Amy Moses and Sara Lynn Johnson Fultz

Amy Moses (left) and Sara Lynn Johnson Fultz (right)
WOMEN OF ACHIEVEMENT
2024

VISION
for a woman whose sensitivity to women’s needs
led her to tremendous achievements for women:

Amy Moses and Sara Lynn Johnson Fultz

Menstrual cramps. Painful intercourse. Bowel incontinence. Urinary leakage. Vaginal dryness.

These are “below the belt” subjects that we just don’t talk about but that have a tremendous impact on our quality of life, from adolescence through menopause.

Freeing women from the misery, embarrassment and limitations of these problems is the vision and work of physical therapists Amy Moses and Sara Lynn Johnson Fultz. As co-founders and co-owners of MOJO Pelvic Health, as therapists, educators and advocates, they share a vision of a world where women can be pain-free and comfortable in their bodies throughout their lives.

Deeply sensitive to the stigma around issues involving the pelvic floor, they see that when women have issues that impact this part of their body, it affects their confidence, their independence, their dignity. They knew they had to create a safe space for patients to be seen, heard and understood.

Both women grew up in Mississippi and wandered far before a shared passion for lifelong women’s healthcare took hold. Sara Lynn spent several adventurous years in Alaska and returned to Memphis in 2010 where she saw in her practice dramatic relief from specialized physical therapy.

“I was treating someone who had bowel incontinence, a younger mother with four or five children. But she couldn’t go to any birthday party of her child for fear of something happening,” Sara Lynn said. “She came in and was crying because she had [finally] been able to go to a birthday party. Physical therapy makes a difference but this type impacts women in a way I had never experienced before.”

Similarly Amy, who traveled to Seattle for her residency, saw with her patients how imbalances in the pelvic floor impact literally every other part of the body. She also personally had fertility and pelvic floor issues that were resolved with pelvic PT, inspiring her to spend the rest of her life doing the same for others.

Sara Lynn and Amy met 10 years ago this year and almost joined up then but instead continued their independent pelvic health care work in the Memphis area. Five years later, in 2018, each on maternity leave with three-month-old babies, they met to talk and the vision of MOJO Pelvic Health was born. It opened in February 2019 and is now one of the largest woman-owned and operated pelvic health therapy groups in Tennessee and Mississippi. The practice began only with Amy and Sara Lynn and in five years has trained more than 30 physical therapists. MOJO has four core locations open to patients as well as therapists in six physicians’ offices.

They see how for centuries these problems have been blamed on aging, on being female, on having children. Menstrual periods shouldn’t be painful yet they are for many when issues in the pelvic floor could be the cause and could be addressed. Women are told to ignore their pain or cope with the difficulty and carry on.

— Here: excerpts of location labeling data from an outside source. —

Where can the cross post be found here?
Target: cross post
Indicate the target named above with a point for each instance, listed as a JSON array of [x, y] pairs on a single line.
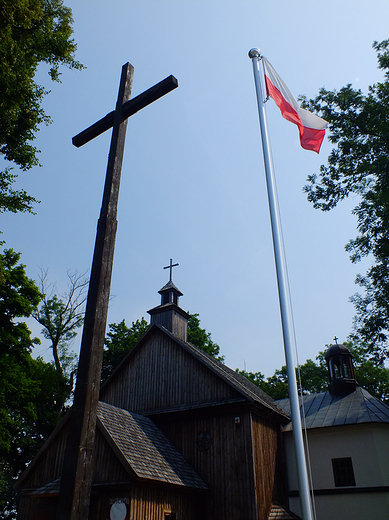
[[76, 479], [170, 266]]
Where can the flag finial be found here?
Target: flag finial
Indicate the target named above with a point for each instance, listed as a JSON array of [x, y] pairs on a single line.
[[254, 53]]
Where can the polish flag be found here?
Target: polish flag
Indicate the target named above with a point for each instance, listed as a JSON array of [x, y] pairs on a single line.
[[311, 127]]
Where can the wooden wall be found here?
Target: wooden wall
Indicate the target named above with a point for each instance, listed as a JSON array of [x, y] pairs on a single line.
[[270, 474], [226, 467], [162, 374], [146, 502]]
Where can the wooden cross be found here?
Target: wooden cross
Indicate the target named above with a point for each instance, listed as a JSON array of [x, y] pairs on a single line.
[[170, 266], [76, 480]]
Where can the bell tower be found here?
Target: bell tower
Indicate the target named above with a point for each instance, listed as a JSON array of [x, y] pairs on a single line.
[[340, 370], [168, 313]]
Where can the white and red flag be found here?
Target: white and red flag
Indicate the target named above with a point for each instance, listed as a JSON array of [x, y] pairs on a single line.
[[311, 127]]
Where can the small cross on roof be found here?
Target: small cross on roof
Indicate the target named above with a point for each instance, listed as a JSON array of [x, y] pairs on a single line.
[[170, 266]]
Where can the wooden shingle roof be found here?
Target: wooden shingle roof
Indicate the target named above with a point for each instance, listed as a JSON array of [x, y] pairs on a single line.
[[143, 449], [324, 409]]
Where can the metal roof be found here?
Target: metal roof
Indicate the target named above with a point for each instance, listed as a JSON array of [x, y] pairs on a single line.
[[324, 409], [144, 449]]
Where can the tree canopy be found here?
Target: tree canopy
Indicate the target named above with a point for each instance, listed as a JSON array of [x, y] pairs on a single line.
[[28, 387], [119, 341], [314, 375], [60, 317], [32, 32], [359, 165], [201, 338]]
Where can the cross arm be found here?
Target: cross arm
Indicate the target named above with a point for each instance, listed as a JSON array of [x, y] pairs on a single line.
[[128, 109]]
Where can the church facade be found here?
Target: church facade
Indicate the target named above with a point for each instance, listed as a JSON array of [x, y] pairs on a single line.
[[348, 442], [179, 435]]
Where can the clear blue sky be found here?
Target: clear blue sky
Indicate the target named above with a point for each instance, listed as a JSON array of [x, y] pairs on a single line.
[[193, 185]]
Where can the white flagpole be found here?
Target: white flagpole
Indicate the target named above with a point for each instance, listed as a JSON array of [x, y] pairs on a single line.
[[286, 320]]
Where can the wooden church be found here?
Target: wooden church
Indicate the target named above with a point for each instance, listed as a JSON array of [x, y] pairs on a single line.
[[179, 436]]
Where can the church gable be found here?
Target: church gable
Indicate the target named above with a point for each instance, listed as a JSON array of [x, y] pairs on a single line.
[[161, 373]]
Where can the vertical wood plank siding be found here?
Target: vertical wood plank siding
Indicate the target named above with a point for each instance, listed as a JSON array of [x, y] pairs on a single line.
[[267, 462], [149, 503], [160, 375], [226, 466]]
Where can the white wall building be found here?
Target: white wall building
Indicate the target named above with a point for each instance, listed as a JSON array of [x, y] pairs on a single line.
[[348, 439]]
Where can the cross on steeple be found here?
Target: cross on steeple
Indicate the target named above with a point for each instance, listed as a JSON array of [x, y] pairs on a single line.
[[170, 266]]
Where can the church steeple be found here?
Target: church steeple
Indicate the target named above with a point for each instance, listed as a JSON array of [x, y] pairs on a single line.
[[340, 370], [168, 313]]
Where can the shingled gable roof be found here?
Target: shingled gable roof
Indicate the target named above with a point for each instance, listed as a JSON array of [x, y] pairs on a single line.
[[143, 449], [241, 384], [324, 409]]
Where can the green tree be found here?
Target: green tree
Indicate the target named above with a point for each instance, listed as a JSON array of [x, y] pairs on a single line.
[[359, 166], [314, 377], [32, 32], [119, 341], [60, 317], [27, 388], [201, 338]]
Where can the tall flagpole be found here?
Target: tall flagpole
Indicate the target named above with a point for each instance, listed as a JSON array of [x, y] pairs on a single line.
[[286, 320]]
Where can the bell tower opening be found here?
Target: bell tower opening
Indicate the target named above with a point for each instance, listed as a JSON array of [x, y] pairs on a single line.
[[340, 370]]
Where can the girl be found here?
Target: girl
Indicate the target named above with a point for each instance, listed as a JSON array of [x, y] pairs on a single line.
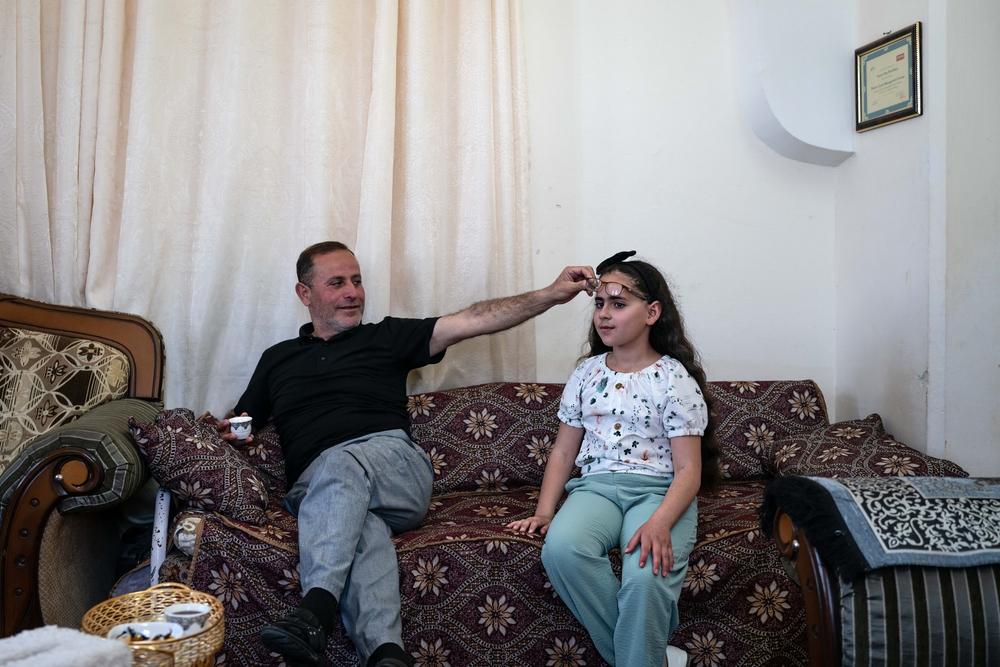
[[634, 419]]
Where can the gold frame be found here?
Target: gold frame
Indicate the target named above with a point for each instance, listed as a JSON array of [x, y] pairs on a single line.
[[887, 76]]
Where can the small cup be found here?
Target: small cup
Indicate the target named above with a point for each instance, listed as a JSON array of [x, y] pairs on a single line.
[[191, 616], [240, 427]]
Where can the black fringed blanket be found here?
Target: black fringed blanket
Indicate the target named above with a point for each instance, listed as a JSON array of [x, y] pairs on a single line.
[[862, 524]]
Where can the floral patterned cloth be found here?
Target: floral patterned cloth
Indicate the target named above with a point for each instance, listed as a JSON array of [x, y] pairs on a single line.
[[629, 418], [476, 594]]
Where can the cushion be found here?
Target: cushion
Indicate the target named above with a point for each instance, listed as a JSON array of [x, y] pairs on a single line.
[[856, 448], [264, 454], [750, 416], [47, 380], [189, 457], [489, 437]]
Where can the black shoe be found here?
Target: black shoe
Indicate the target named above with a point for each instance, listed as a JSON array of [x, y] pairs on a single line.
[[390, 655], [298, 636]]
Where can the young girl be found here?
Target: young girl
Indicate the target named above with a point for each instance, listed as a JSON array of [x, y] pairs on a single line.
[[634, 419]]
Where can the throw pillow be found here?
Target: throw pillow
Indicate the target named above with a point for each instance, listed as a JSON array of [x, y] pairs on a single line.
[[264, 454], [203, 471], [856, 448]]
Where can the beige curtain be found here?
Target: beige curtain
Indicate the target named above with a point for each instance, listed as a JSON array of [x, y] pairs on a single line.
[[172, 158]]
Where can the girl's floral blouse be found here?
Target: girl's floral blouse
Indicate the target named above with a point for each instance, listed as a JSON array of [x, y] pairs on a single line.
[[629, 418]]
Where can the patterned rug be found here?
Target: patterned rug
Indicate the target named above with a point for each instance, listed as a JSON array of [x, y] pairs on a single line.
[[890, 521]]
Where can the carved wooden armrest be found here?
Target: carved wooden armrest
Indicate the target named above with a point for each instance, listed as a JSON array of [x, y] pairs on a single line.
[[819, 591]]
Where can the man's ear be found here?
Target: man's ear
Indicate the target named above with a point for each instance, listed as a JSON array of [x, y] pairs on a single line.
[[302, 291], [653, 312]]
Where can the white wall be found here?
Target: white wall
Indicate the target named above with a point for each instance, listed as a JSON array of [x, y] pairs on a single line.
[[638, 142], [971, 400], [882, 250], [918, 246]]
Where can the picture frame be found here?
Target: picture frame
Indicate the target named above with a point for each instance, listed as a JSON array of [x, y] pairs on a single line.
[[887, 76]]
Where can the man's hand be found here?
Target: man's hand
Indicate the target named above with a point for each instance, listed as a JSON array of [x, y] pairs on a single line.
[[499, 314], [223, 426], [572, 281]]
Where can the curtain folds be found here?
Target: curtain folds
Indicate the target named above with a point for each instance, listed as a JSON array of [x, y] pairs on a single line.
[[171, 159]]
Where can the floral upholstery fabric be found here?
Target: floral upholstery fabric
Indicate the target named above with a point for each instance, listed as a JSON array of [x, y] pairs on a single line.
[[856, 448], [476, 594], [203, 471], [749, 416], [489, 437], [47, 380]]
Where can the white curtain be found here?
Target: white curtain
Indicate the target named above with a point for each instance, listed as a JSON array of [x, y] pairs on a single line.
[[172, 158]]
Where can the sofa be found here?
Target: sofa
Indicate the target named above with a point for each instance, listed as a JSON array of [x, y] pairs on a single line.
[[69, 472], [474, 593], [893, 570]]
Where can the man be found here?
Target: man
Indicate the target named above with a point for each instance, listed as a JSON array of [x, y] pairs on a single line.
[[337, 394]]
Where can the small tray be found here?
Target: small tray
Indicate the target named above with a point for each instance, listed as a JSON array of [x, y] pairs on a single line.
[[197, 650]]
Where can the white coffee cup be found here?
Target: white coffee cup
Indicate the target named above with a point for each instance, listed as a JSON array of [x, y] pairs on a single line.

“If this was any other part of the body,” Amy said, “this would be treated (likely by a PT!) with the goal of figuring out the why and solutions to resolve it. We should receive care even in our teen years or as children dealing with bladder issues or bowel issues so that this doesn’t become a lifelong issue.”

They spend lots of time helping patients realize that their issues can and should be addressed, that they are worth this care and do not have to just live with it because mom, grandmother or their aunts had the same thing and “made do.”

Awareness is urgently needed among aging women. The top two reasons women end up in nursing homes are urinary incontinence and bowel incontinence. Amy said, “Management of these issues causes us to lose independence, the comfort of our home, and impacts our caregivers and family members. This is devastating especially when care is available and should be offered as first line of treatment.”

Much more attention is needed about pelvic health in medical training. Amy and Sara Lynn both teach pelvic health curriculum – Amy at her alma mater, The University of Mississippi Medical Center in Jackson and Sara Lynn at hers, UTHSC in Memphis. They regularly welcome residents, nurses and physicians to their clinics to learn.

They are eager to talk about the benefits of pelvic health and therapy anytime, anywhere. They are working now on programs to increase accessibility for children and “pelvises with a penis,” Sara Lynn said.

Access to healthcare that restores comfort, dignity and independence to women and girls, across their lifespan, is the vision and work of Amy Moses and Sara Lynn Johnson Fultz, our 2024 Women of Achievement for Vision.